- Relator(a)
- Ministro Felix Fischer
- Órgão julgador
- Quinta Turma
- Data do julgamento
- 19/03/2019
- Data de publicação
- 26/03/2019
STJ – Acórdão, Rel. Ministro Felix Fischer, Quinta Turma, j. 19/03/2019, p. 26/03/2019
PROCESSUAL PENAL. RECURSO ORDINÁRIO EM HABEAS CORPUS. TRÁFICO DE DROGAS. REVOGAÇÃO DA PRISÃO PREVENTIVA. TEMA NÃO ANALISADO NO ACÓRDÃO. SUPRESSÃO DE INSTÂNCIA. NULIDADE. OITIVA DE TESTEMUNHA. DIREITO DE PRESENÇA. ADVOGADOS PRESENTES NA AUDIÊNCIA DE INSTRUÇÃO. AMPLA DEFESA GARANTIDA. PREJUÍZO NÃO DEMONSTRADO. RECURSO CONHECIDO EM PARTE E DESPROVIDO. I - A questão relativa à manutenção da prisão preventiva do recorrente não foi submetida à análise do eg.

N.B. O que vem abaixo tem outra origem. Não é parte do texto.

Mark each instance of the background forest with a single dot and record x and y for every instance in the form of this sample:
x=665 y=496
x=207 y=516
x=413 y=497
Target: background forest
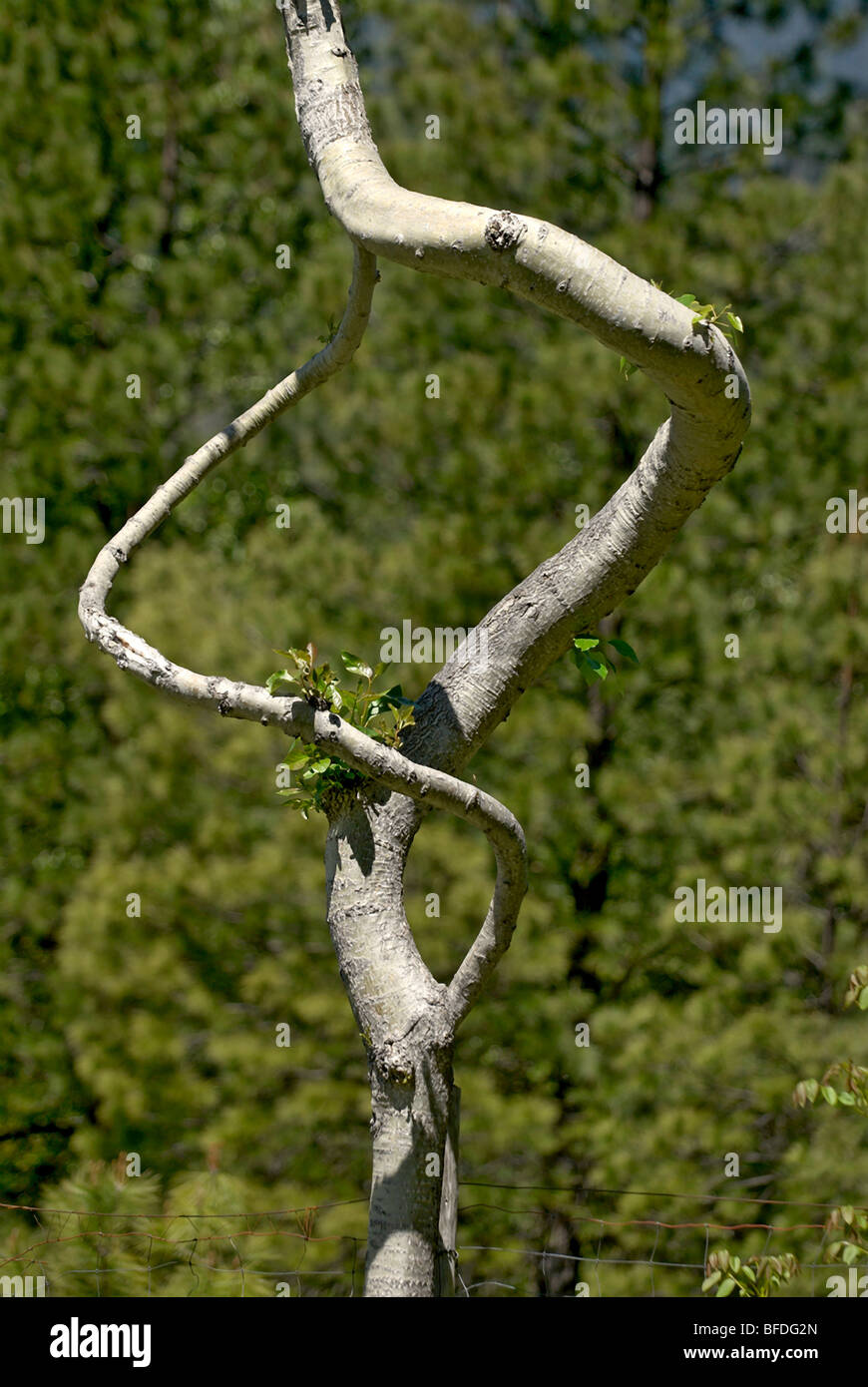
x=157 y=256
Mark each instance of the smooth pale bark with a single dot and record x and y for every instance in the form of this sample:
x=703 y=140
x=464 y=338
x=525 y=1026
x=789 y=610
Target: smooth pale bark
x=406 y=1018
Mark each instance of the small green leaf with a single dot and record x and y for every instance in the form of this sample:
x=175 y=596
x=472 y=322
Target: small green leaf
x=627 y=651
x=598 y=668
x=355 y=665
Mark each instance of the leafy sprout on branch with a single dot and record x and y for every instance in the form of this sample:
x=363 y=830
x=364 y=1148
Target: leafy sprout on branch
x=380 y=714
x=704 y=315
x=600 y=666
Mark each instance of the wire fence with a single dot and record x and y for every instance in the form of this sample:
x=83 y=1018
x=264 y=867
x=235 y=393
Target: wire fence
x=565 y=1244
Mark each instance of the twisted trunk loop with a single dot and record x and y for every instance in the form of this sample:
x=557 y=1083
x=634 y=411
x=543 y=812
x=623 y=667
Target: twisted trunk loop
x=406 y=1018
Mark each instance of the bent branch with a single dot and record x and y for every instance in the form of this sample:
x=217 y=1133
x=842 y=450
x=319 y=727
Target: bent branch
x=384 y=765
x=693 y=365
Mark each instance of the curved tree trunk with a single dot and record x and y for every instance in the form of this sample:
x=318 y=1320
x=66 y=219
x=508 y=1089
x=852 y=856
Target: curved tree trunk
x=408 y=1020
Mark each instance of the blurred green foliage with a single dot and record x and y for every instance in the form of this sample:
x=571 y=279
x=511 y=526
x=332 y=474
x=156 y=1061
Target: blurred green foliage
x=156 y=256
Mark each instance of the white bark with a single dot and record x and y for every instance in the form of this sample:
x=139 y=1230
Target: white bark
x=406 y=1017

Tribunal de origem, o que impede o pronunciamento deste Superior Tribunal de Justiça sobre o tema, sob pena de incorrer em supressão de instância. II - O direito de presença aos atos processuais não é indisponível e irrenunciável, de modo que o não comparecimento do acusado em audiência de oitiva de testemunhas não enseja, por si só, declaração de nulidade do ato, sendo necessária a arguição no momento oportuno e a comprovação do prejuízo, em consonância com o princípio pas de nullite sans grief, consagrado no art. 563 do CPP e no enunciado n. 523 da Súmula do STF. III - Na espécie, verifica-se que a audiência de instrução foi acompanhada pelos defensores do recorrente, que não se manifestaram acerca da oitiva da testemunha sem a presença do acusado, e tampouco arguiram qualquer prejuízo à defesa. IV - No presente habeas corpus, o recorrente não demonstrou objetivamente em que consistiu o prejuízo para o exercício da ampla defesa, pois sequer indicou eventuais questões ou esclarecimentos que poderiam ter sido feitos caso estivesse presente na audiência. Deixou, ainda, de demonstrar de que forma a renovação do ato poderia beneficiá-lo, o que afasta a ocorrência de prejuízos e impede o reconhecimento da nulidade arguida. Recurso ordinário parcialmente conhecido e, nessa extensão, desprovido. (RHC n. 106.713/MG, relator Ministro Felix Fischer, Quinta Turma, julgado em 19/3/2019, DJe de 26/3/2019.)